Ferrets are such cute & curious critters that have become increasingly popular as pets. Knowing how to care for them, and what to look for, is key to providing them a healthy, happy life. Learn the basics of caring for a ferret, including diet, hygiene, accommodations, play, and vaccinations. And if you have questions or concerns about your pet ferret, don’t hesitate to give us a call. Dr. Craig has been seeing ferrets for quite some time (along with many other exotics).
Ferrets have an average lifespan of 5-8 years, though they have been known to live longer. Males (hobs) typically weigh between two to four pounds while females (jills) are considerably smaller. Although most are "descented" (anal glands are removed), they still have a musky smell due to an odor from their sebaceous glands.
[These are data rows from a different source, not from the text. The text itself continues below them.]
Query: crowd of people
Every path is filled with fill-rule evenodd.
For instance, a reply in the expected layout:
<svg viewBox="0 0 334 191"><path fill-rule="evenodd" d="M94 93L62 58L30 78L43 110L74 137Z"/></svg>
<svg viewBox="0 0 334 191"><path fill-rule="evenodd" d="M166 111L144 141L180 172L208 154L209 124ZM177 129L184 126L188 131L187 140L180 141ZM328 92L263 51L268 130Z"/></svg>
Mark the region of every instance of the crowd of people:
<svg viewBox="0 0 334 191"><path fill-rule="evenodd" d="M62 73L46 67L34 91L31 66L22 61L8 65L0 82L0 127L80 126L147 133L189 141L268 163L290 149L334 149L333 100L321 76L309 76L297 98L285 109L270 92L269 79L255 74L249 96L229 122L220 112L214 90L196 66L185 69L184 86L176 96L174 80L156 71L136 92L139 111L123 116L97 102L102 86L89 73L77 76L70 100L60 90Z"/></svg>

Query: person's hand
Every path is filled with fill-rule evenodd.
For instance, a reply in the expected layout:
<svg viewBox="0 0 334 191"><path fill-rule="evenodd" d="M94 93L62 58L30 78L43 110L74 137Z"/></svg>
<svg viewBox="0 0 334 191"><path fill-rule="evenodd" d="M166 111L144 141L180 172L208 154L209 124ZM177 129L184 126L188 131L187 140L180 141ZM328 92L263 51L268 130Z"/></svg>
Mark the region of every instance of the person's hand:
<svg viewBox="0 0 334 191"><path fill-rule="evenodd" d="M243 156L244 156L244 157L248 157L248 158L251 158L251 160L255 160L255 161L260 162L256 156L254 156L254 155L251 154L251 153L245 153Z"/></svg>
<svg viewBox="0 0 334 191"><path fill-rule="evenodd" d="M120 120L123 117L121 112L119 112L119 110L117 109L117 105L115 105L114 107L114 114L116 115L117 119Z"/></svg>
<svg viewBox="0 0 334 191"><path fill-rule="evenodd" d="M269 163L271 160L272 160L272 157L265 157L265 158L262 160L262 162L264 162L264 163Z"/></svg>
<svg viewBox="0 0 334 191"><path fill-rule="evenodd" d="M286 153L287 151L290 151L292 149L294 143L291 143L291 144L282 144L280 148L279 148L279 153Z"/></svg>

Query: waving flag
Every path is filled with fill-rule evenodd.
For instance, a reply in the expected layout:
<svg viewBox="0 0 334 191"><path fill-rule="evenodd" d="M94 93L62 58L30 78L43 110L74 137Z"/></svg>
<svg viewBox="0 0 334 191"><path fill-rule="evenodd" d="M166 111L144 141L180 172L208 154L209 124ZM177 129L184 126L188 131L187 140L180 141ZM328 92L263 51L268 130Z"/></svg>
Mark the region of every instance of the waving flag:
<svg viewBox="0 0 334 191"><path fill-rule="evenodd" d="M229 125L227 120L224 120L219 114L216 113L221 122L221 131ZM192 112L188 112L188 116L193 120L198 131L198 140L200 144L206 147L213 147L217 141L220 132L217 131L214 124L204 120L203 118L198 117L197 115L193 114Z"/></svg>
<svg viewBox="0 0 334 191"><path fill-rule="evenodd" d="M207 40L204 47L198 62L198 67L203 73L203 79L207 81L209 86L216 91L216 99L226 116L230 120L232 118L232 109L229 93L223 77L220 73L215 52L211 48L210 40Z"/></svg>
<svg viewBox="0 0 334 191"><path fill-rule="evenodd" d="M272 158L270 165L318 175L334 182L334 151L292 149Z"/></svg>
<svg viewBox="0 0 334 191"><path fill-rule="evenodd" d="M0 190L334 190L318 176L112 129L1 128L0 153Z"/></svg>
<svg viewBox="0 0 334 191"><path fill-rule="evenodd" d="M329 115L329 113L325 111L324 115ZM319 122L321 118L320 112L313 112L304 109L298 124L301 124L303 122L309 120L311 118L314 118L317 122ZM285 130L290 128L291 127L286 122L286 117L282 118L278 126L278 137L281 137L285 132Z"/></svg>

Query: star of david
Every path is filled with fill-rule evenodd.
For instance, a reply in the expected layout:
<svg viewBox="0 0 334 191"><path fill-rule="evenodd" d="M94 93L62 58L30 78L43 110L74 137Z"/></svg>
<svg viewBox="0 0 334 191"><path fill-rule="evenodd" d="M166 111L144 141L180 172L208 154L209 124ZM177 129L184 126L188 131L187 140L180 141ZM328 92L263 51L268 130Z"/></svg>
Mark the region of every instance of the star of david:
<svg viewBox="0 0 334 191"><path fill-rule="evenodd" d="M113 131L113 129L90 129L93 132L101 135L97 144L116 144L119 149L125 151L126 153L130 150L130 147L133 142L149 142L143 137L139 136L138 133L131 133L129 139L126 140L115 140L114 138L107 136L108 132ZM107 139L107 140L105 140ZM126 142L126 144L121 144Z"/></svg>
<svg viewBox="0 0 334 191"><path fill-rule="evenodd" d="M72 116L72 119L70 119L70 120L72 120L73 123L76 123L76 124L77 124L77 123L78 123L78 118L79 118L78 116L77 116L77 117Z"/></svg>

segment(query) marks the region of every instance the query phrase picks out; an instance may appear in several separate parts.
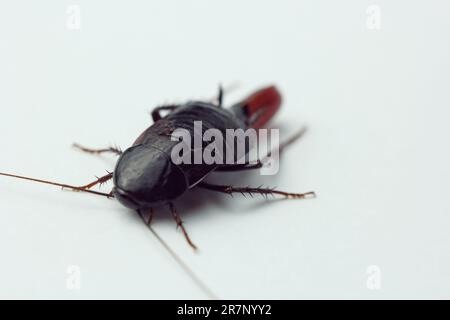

By 6-8 months of age, they are considered sexually mature. Litters typically have 7-14 babies (kits), with 8 being average. Adult ferrets can sleep 18 hours a day, and although they are naturally nocturnal can adjust their wake/sleep cycle to be active during the day.
Most people choose a wire cage for their ferret as it is most easily cleaned and with good ventilation. Look for one that is at least 3' x 3' x 2' that won't allow your pet to escape. Ferrets are nesters normally sleeping in burrows and so providing your ferret with a cloth bed is desirable. (If he/she is a chewer, you might try straw.) They are also easily litter box trained. Provide him/her with a litter box in the corner of the cage and use pelleted litter such as Yesterday's News. Water can be provided by bottle (attached securely to the wire cage) or a heavy bowl that cannot be tipped. Ensure it is changed daily.
Ferrets are strict carnivores meaning that it is essential for them to have a diet composed almost exclusively of animal based protein and fat. Their digestive tracts are short, requiring food that is highly digestible (fat and good quality animal protein, low in carbohydrates). There has been much controversy over what the "idea" pet ferret diet is. Unfortunately, good research is lacking and so most recommendations are being made based on opinion rather than fact. Therefore, as more research becomes available, recommendations may change. A variety of diets have been recommended for ferrets from pelleted, raw, whole prey items and combinations of these. Each diet has pros and cons. We have seen many ferrets live healthy, long lives with pelleted diets like Marshall's and Natural Gold. These diets have the advantage of being less messy, less odiferous, are generally well tolerated and relatively low cost. The pelleted form, however, necessitates a higher carbohydrate level which is not ideal and there is some belief that the abrasive action of chewing the harder food may contribute to dental disease. Whole prey items (mice, rats, birds, insects, etc) are clearly what a wild ferret would eat. Depending on how the prey items are kept though they can have parasites and be contaminated by potentially dangerous bacteria (to both ferrets and humans) like salmonella. Raw food like Wysong's Archetype diet has been recommended as a popular option and one we have liked.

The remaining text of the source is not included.